Member of the Pennsylvania House of Representatives from the 86th district
- Incumbent
- Assumed office January 5, 2021
- Preceded by: Mark Keller

Personal details
- Born: March 8, 1960 (age 66) Harrisburg, Pennsylvania, U.S.
- Party: Republican
- Spouse: Married
- Children: Garrett Stambaugh Griffin Stambaugh
- Alma mater: Penn State University
- Occupation: Magazine editor and farmer
- Website: repperrystambaugh.com

= Perry A. Stambaugh =

Republican politician

Perry A. Stambaugh (born March 8, 1960) is a Republican member of the Pennsylvania House of Representatives, District 86. He first took office following the 2020 Pennsylvania House of Representatives election.

Stambaugh graduated from Penn State University and operates a family farm in Green Park in Perry County, Pennsylvania. He supports measures to improve deployment of high-speed Internet to rural areas, as well as state constitutional reforms, such as electing state appellate judges on a district (not statewide) basis and eliminating property taxes to fund schools.
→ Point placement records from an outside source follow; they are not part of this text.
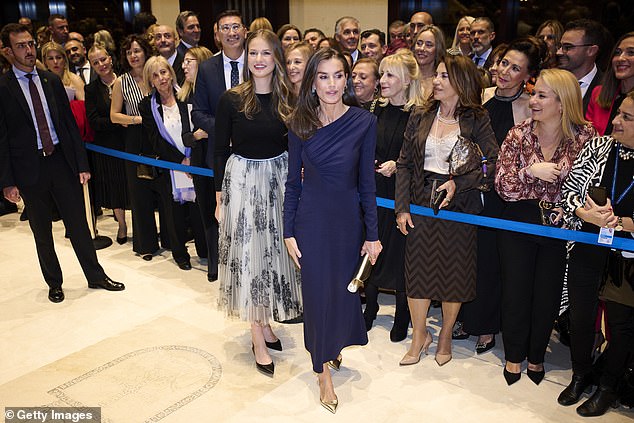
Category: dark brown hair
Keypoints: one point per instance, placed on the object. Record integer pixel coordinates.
(304, 121)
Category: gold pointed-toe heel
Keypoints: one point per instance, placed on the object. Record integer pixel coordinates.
(330, 405)
(442, 359)
(409, 360)
(336, 363)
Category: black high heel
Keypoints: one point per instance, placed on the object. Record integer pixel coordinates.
(536, 376)
(511, 378)
(267, 369)
(277, 345)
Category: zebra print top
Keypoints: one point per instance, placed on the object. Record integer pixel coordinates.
(586, 171)
(132, 94)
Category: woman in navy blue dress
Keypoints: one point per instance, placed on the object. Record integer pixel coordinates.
(330, 215)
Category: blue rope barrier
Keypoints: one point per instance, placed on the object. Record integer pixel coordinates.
(471, 219)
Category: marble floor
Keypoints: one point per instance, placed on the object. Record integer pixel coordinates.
(161, 351)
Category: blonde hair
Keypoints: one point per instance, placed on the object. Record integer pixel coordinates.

He also backs state legislative and congressional term limits.

==Career==
Before running for the state House, Stambaugh spent most of his nearly 40-year professional career as a rural and agricultural magazine editor on local, statewide, and national levels—notably with the former Pennsylvania Farmer magazine (now American Agriculturist); Penn Lines magazine, published by the Pennsylvania Rural Electric Association; and RE Magazine, produced by the National Rural Electric Cooperative Association.

In the 2025-26 legislative session, Stambaugh sits on the House Agriculture and Rural Affairs, Energy, Finance, and Transportation committees, including as Republican vice chairman of the Energy Committee and Republican chairman of the Transportation Subcommittee on Public Transportation. He was a founding member of the Pennsylvania Freedom Caucus.